The artificial intelligence start-up said the new system, OpenAI o3, outperformed leading A.I. technologies on tests that rate skills in math, science, coding and logic.
OpenAI on Friday unveiled a new artificial intelligence system, OpenAI o3, which is designed to “reason” through problems involving math, science and computer programming.
The company said that the system, which it is currently sharing only with safety and security testers, outperformed the industry’s leading A.I. technologies on standardized benchmark tests that rate skills in math, science, coding and logic.
The new system is the successor to o1, the reasoning system that the company introduced earlier this year. OpenAI o3 was more accurate than o1 by over 20 percent in a series of common programming tasks, the company said, and it even outperformed its chief scientist, Jakub Pachocki, on a competitive programming test. OpenAI said it plans to roll the technology out to individuals and businesses early next year.

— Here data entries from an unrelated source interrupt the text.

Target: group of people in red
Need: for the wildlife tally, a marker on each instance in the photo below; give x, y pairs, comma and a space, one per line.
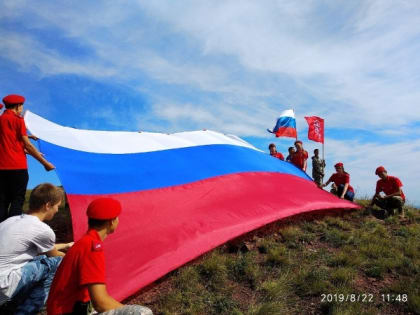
393, 197
70, 277
34, 270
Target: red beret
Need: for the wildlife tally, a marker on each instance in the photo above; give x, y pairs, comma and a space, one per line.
104, 209
380, 169
13, 99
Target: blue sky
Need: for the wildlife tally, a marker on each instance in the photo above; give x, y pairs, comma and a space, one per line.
229, 66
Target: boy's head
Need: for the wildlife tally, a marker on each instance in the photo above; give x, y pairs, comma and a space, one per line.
14, 101
103, 213
46, 198
298, 145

“This model is incredible at programming,” said Sam Altman, OpenAI’s chief executive, during an online presentation to reveal the new system. He added that at least one OpenAI programmer could still beat the system on this test.
The new technology is part of a wider effort to build A.I. systems that can reason through complex tasks. Earlier this week, Google unveiled similar technology, called Gemini 2.0 Flash Thinking Experimental, and shared it with a small number of testers.
These two companies and others aim to build systems that can carefully and logically solve a problem through a series of steps, each one building on the last. These technologies could be useful to computer programmers who use A.I. systems to write code or to students seeking help from automated tutors in areas like math and science.